Pamela e Regina sono due transessuali brasiliane che vivono in zona Maciachini e hanno chiamato più volte per gli aiuti alimentari perché non possono lavorare, sono senza un soldo. Mentre giri col furgone carico di pacchi pieni di cibo ne incontri tante di queste persone. Di solito ti aspettano in strada, se Antonio ha fatto in tempo a chiamarli, e farfugliano ringraziamenti in un italiano insicuro mentre sto in piedi di fronte a loro cercando goffamente di interagire o li aiuto a spostare tutto nelle buste.

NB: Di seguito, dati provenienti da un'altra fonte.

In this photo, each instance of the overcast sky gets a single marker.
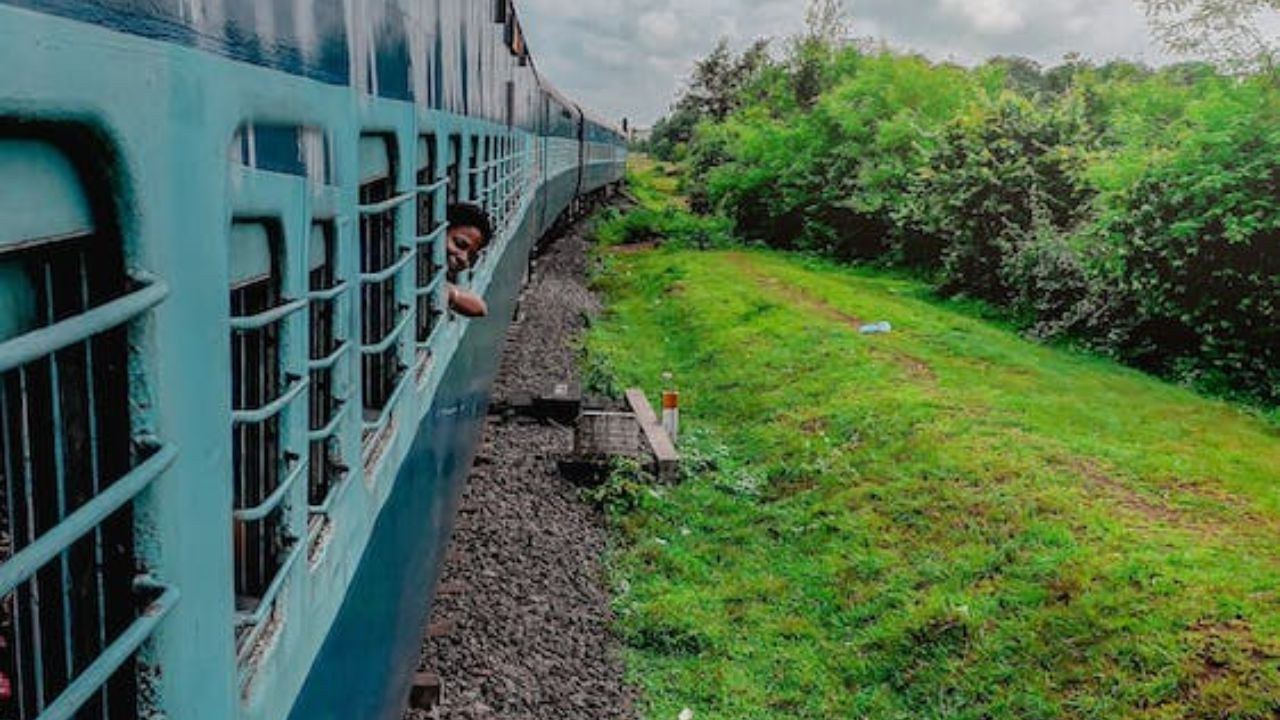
(627, 58)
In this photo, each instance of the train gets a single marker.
(236, 410)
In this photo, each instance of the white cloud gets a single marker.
(995, 17)
(629, 58)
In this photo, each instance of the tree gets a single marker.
(826, 27)
(716, 85)
(1228, 32)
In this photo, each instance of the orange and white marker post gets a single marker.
(670, 408)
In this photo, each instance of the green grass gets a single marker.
(946, 522)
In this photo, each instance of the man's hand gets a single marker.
(467, 304)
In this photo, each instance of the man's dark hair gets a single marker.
(465, 214)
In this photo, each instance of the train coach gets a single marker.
(236, 410)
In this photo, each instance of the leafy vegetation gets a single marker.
(944, 522)
(1123, 209)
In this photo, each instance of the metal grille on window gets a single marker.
(430, 241)
(382, 260)
(327, 351)
(73, 611)
(265, 465)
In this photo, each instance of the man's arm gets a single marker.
(467, 304)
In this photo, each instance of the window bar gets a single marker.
(384, 418)
(96, 486)
(33, 593)
(389, 272)
(328, 410)
(96, 675)
(9, 515)
(59, 478)
(273, 409)
(273, 501)
(45, 341)
(26, 563)
(255, 623)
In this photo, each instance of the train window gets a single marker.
(489, 169)
(383, 314)
(284, 149)
(263, 392)
(430, 238)
(65, 438)
(455, 173)
(328, 349)
(476, 180)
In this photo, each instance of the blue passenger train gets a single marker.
(236, 411)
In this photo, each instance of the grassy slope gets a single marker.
(947, 522)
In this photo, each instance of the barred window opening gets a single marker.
(382, 308)
(64, 438)
(325, 468)
(455, 171)
(428, 268)
(257, 379)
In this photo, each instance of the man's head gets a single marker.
(470, 232)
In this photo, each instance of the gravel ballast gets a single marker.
(528, 613)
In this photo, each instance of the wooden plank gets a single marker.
(666, 456)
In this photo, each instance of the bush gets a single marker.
(1134, 212)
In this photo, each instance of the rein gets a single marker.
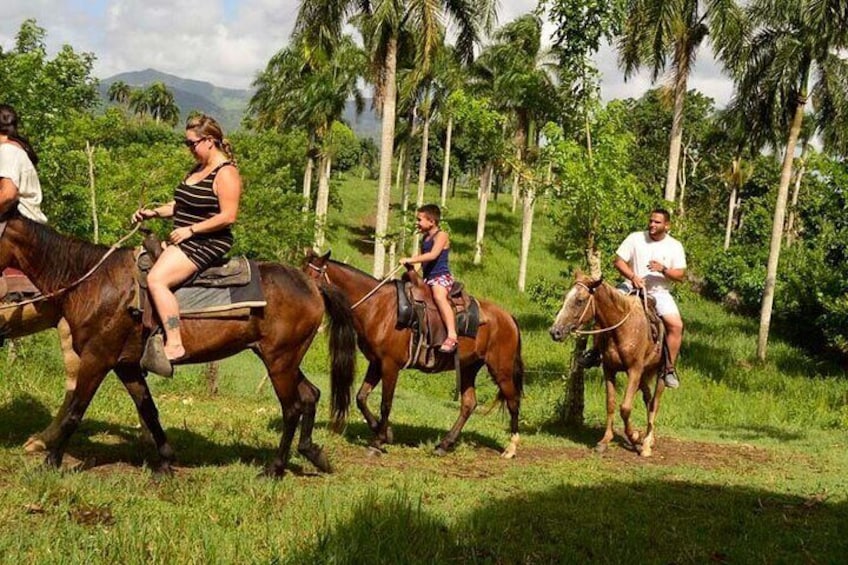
(56, 293)
(323, 272)
(591, 302)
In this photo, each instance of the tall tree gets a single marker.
(382, 23)
(658, 30)
(791, 52)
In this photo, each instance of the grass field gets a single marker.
(749, 466)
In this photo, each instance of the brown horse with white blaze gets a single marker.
(497, 346)
(627, 346)
(95, 296)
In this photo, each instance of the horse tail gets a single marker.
(342, 354)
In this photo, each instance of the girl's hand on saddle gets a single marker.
(180, 234)
(143, 214)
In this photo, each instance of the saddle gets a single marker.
(418, 311)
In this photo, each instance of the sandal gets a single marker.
(449, 345)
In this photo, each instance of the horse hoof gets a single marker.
(374, 451)
(273, 472)
(316, 456)
(35, 445)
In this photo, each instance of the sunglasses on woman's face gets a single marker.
(192, 144)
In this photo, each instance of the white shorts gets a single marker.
(665, 301)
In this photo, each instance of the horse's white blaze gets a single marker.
(565, 305)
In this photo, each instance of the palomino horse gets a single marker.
(627, 346)
(497, 346)
(107, 336)
(26, 319)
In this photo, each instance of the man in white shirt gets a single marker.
(649, 260)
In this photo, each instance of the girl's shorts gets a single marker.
(445, 280)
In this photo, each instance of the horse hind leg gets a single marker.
(46, 438)
(309, 395)
(609, 431)
(652, 404)
(136, 385)
(468, 402)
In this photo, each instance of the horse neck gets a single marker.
(51, 261)
(354, 284)
(611, 305)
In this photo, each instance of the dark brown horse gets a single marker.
(627, 346)
(26, 319)
(497, 346)
(108, 336)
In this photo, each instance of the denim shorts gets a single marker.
(445, 281)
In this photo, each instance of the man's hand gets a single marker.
(656, 267)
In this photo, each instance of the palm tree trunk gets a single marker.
(526, 234)
(796, 189)
(322, 201)
(731, 203)
(446, 169)
(485, 186)
(386, 147)
(777, 228)
(307, 183)
(676, 137)
(89, 152)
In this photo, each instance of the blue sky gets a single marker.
(227, 42)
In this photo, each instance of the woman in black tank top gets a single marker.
(205, 205)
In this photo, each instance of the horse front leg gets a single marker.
(468, 402)
(609, 431)
(285, 374)
(133, 380)
(652, 405)
(309, 396)
(92, 371)
(44, 439)
(389, 377)
(634, 376)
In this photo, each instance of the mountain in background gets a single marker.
(227, 105)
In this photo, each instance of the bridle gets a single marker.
(591, 302)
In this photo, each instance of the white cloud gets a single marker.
(227, 42)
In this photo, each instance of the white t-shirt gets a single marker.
(638, 249)
(16, 166)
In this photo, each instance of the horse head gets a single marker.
(577, 308)
(315, 265)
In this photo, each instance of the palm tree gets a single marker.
(305, 87)
(119, 92)
(656, 30)
(382, 23)
(519, 75)
(161, 104)
(789, 53)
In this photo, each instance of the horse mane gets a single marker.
(68, 258)
(348, 267)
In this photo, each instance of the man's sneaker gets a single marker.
(670, 378)
(589, 358)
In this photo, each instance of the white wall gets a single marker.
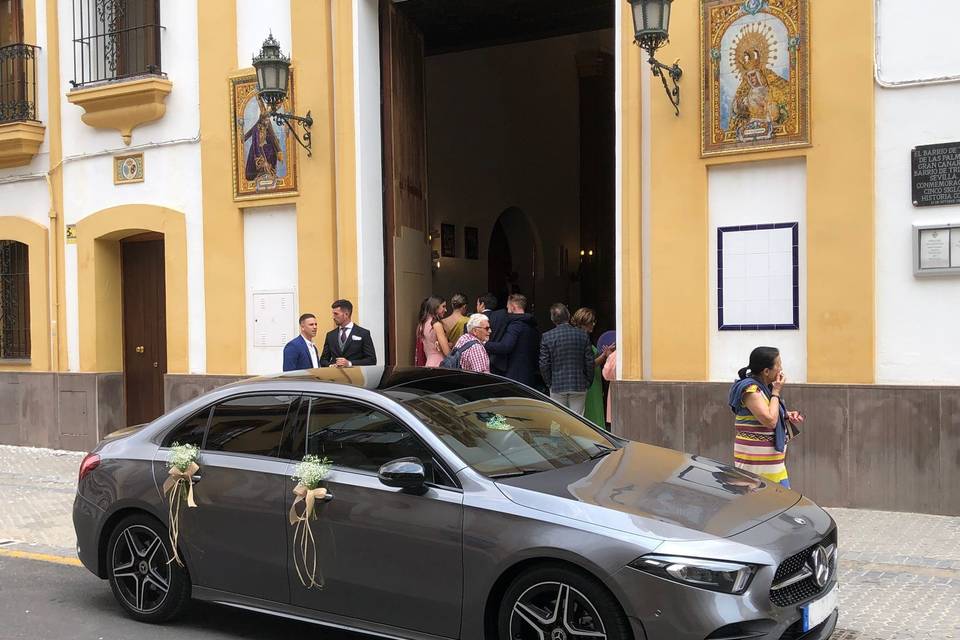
(916, 39)
(171, 164)
(917, 340)
(256, 19)
(270, 265)
(370, 250)
(917, 337)
(757, 193)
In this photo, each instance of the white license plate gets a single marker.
(814, 613)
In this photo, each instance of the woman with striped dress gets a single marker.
(761, 415)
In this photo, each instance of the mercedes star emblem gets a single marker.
(820, 564)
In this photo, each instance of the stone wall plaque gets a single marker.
(936, 250)
(935, 174)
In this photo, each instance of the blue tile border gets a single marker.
(795, 226)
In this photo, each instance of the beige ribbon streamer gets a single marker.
(304, 544)
(173, 486)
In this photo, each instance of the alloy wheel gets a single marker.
(141, 569)
(554, 611)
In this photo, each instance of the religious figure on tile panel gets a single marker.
(264, 160)
(756, 62)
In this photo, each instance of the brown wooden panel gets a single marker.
(709, 421)
(651, 413)
(817, 459)
(949, 489)
(144, 328)
(894, 441)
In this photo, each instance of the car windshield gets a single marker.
(504, 429)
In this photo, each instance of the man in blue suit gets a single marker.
(301, 353)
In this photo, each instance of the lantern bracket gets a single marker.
(282, 118)
(675, 72)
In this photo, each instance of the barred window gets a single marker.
(14, 301)
(115, 40)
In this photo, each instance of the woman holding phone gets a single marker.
(762, 417)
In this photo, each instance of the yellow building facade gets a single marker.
(363, 225)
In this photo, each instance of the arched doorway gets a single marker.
(513, 256)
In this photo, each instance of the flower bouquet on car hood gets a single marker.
(308, 475)
(178, 487)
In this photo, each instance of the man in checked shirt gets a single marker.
(475, 358)
(566, 361)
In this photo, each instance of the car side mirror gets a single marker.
(403, 473)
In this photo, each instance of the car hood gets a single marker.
(654, 492)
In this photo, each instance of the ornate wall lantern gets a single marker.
(651, 28)
(273, 82)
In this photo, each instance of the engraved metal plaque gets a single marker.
(935, 174)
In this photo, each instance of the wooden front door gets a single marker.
(144, 326)
(408, 275)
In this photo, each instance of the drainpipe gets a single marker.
(53, 279)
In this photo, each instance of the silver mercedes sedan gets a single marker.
(458, 506)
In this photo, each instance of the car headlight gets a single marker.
(728, 577)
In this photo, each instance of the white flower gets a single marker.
(312, 471)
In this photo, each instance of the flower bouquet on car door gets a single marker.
(308, 475)
(178, 487)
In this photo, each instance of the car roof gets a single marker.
(414, 380)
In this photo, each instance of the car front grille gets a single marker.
(795, 574)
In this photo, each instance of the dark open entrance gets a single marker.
(144, 325)
(498, 141)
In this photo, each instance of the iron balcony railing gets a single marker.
(115, 40)
(14, 301)
(18, 82)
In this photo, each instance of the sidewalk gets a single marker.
(899, 572)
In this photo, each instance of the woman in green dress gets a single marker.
(585, 319)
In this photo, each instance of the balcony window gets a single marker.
(18, 67)
(14, 301)
(115, 40)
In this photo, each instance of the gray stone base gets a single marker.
(60, 410)
(893, 448)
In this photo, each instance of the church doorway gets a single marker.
(499, 157)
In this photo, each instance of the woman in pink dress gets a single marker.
(430, 330)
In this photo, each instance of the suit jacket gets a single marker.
(499, 318)
(520, 347)
(566, 359)
(359, 349)
(296, 356)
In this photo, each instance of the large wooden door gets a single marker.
(144, 326)
(406, 233)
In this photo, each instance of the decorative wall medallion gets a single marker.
(128, 169)
(755, 58)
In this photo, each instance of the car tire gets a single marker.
(550, 597)
(144, 581)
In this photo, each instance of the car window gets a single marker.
(356, 436)
(190, 431)
(509, 433)
(249, 424)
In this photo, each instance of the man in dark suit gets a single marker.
(301, 353)
(349, 345)
(520, 346)
(487, 305)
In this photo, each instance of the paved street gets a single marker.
(900, 573)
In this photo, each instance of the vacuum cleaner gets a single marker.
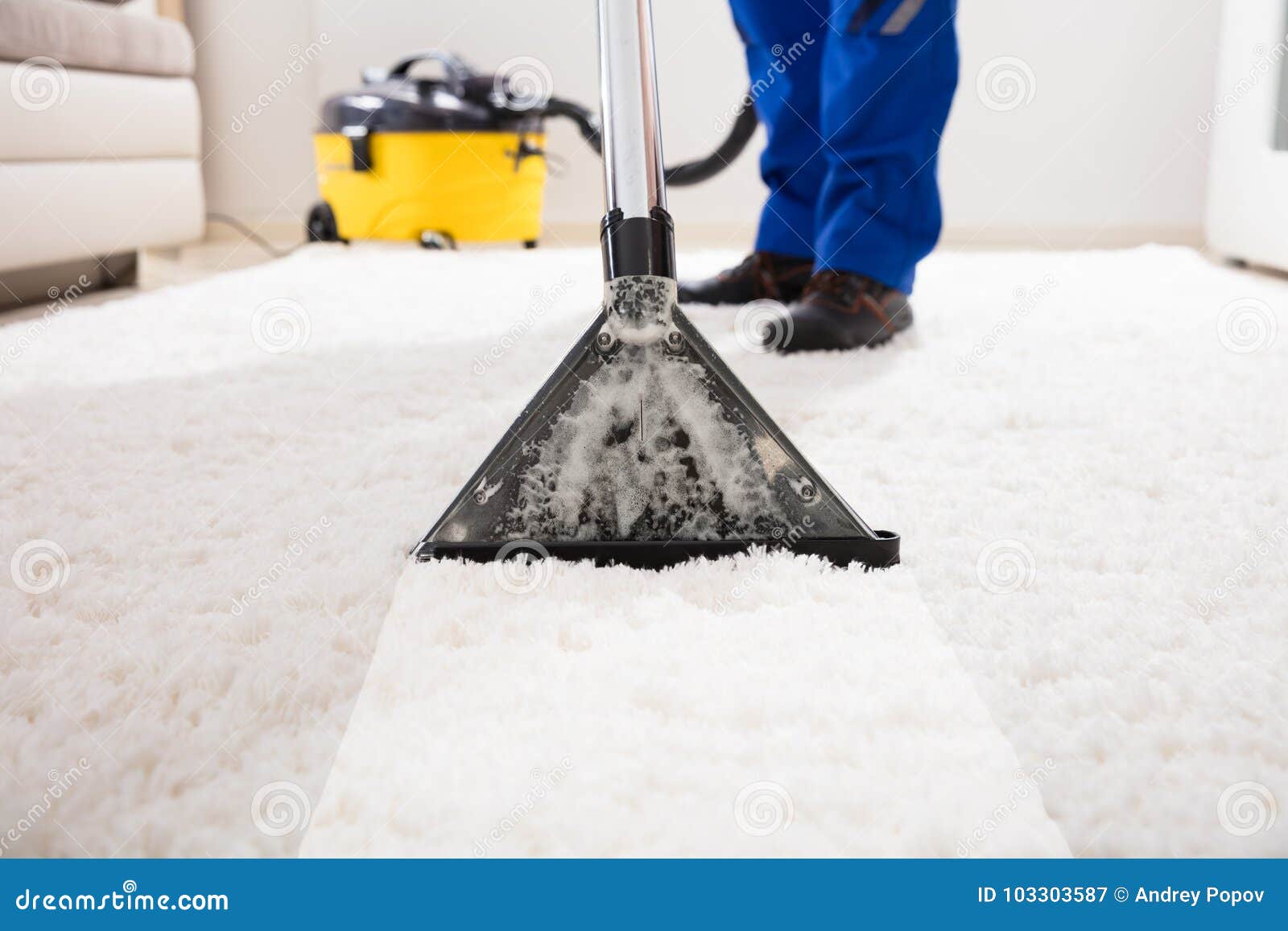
(643, 448)
(457, 158)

La primavera rende il tutto ancora più irreale, i colori intorno sono intensi e un sole alto picchia sul parabrezza e fa sembrare tutto di plastica. Guido nel viale alberato tagliato in due dalle rotaie del tram, le gocce di sudore sulla fronte e Antonio di fianco che bestemmia contro il navigatore che si è impallato, con la vaga ma costante sensazione di essere a un crocevia, che tutto ciò che ho fatto e visto è andato per sempre e non tornerà mai più. Vedere le montagne in fondo a viale Jenner splendere al sole mi mette malinconia, penso che a questo punto dell’anno in un momento normale sarei già in mezzo alle Alpi, e invece le guardo in lontananza nella beffa di un giorno così limpido.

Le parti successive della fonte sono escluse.